A FORMER headmaster who was driven out of his job 15 years ago after being accused of being racist says he has ultimately been vindicated.
Bury man Ray Honeyford feels his views have now been "justified" in a long-awaited race relations report about the riot-hit city of Braford, West Yorkshire.
His articles on multi-racial education in a right-wing journal cost him his job in Bradford in 1985 amid massive publicity from the national media.
But he says his opinions seem to have striking similarities with some of those just published by Lord Herman Ouseley, the former head of the Commission for Racial Equality.
"I got it right," said Mr Honeyford, of Wragby Close, Bury.
The former headteacher turned political theorist declared: "In a way I feel vindicated. The report justifies what I have been saying all these years. I am struck by the irony of it all."
Mr Honeyford, 67, said there was "a high probability" that the recent disturbances in Bradford may not have taken place if his controversial ideas had been given a trial run in the 1980s. Between 1982 and 1985 Mr Honeyford was vehemently criticised over his opposition to Bradford's multi-cultural education policy.
During that period Mr Honeyford wrote a number of letters and articles criticising Bradford City Council's policy to educate children from ethnic minorities according to their own culture at their local schools. Mr Honeyford considered such policies would create division between the Asian and English communities.
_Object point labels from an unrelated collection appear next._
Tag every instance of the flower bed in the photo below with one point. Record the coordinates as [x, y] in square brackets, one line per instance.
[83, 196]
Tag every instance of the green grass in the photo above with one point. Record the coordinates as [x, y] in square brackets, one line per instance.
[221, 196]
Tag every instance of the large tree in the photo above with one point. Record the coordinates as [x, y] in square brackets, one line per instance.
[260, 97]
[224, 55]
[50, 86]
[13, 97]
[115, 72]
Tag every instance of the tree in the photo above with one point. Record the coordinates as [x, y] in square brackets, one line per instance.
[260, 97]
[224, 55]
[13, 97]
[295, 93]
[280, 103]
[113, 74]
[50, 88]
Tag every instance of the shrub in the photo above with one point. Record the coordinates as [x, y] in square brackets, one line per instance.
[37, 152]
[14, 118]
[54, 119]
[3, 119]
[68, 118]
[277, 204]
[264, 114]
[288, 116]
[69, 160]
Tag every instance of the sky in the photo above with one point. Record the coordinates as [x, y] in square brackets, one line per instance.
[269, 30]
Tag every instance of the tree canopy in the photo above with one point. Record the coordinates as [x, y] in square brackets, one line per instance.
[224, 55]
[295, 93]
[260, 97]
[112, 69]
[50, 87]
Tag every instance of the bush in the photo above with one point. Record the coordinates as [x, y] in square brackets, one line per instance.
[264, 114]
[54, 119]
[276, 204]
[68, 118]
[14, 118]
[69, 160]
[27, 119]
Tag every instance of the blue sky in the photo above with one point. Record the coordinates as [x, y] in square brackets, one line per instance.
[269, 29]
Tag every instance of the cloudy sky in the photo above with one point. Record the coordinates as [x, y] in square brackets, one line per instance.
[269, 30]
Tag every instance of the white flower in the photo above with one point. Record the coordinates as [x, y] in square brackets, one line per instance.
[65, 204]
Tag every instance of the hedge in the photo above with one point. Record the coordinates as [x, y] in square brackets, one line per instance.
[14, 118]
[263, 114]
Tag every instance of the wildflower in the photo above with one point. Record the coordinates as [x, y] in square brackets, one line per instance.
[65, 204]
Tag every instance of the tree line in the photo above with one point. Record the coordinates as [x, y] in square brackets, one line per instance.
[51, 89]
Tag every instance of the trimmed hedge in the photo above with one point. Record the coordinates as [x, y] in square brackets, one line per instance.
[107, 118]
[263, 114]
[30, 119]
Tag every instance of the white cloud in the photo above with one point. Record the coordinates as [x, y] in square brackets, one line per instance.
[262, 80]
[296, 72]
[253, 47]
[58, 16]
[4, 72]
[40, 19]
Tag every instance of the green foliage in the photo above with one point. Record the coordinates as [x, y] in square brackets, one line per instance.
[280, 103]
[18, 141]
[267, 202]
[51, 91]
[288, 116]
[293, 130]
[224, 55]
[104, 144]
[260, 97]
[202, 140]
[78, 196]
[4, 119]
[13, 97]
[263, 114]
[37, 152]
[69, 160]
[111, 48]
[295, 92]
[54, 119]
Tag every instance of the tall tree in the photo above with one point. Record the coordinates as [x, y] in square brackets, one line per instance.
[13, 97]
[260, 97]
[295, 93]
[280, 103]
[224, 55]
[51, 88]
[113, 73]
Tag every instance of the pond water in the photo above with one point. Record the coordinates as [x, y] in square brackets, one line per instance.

Accusations that he was racially prejudiced and a torrent of personal abuse and harassment forced him to retire early in December 1985 for the sake of his family.
In 1991 Mr Honeyford accepted £20,000 libel damages over an article in a Commission for Racial Equality pamphlet which he said accused him of spreading racism after making speeches at universities.
"No-one listened to me at the time," said Mr Honeyford, who was in charge of Drummond Middle School. The school was in the heart of the Manningham area of the city with more than 80 per cent of its pupils Asian.
Bradford has since abolished middle schools, but Mr Honeyford said the comprehensive school in the same area does not have any white children.
Mr Honeyford, who now works as a freelance journalist, believed schools should have a more mixed population.
He said he was in favour of transporting youngsters from inner city areas to more affluent areas of the city to strike a more balanced population of youngsters from different cultures.
"The cultures have not been mixing and that creates tension," he said.
"Some Asian children go to Asian schools and live in Asian areas and have never had a friend who is white. Better integration was needed.
"It's no coincidence this (the rioting) has happened now."
Mr Honeyford said he was sad to read of the riots in Bradford, adding: "It was predictable and now I feel frustrated because no-one listened to me."
After he left his post in Bradford, loyal Bury FC fan Mr Honeyford became a Conservative councillor for the St Mary's ward in Prestwich in 1988 but stood down in 1992.
In the late 1990s, he wrote a book entitled The Commission for Racial Equality: British Bureaucracy and the Multi-Ethnic Society.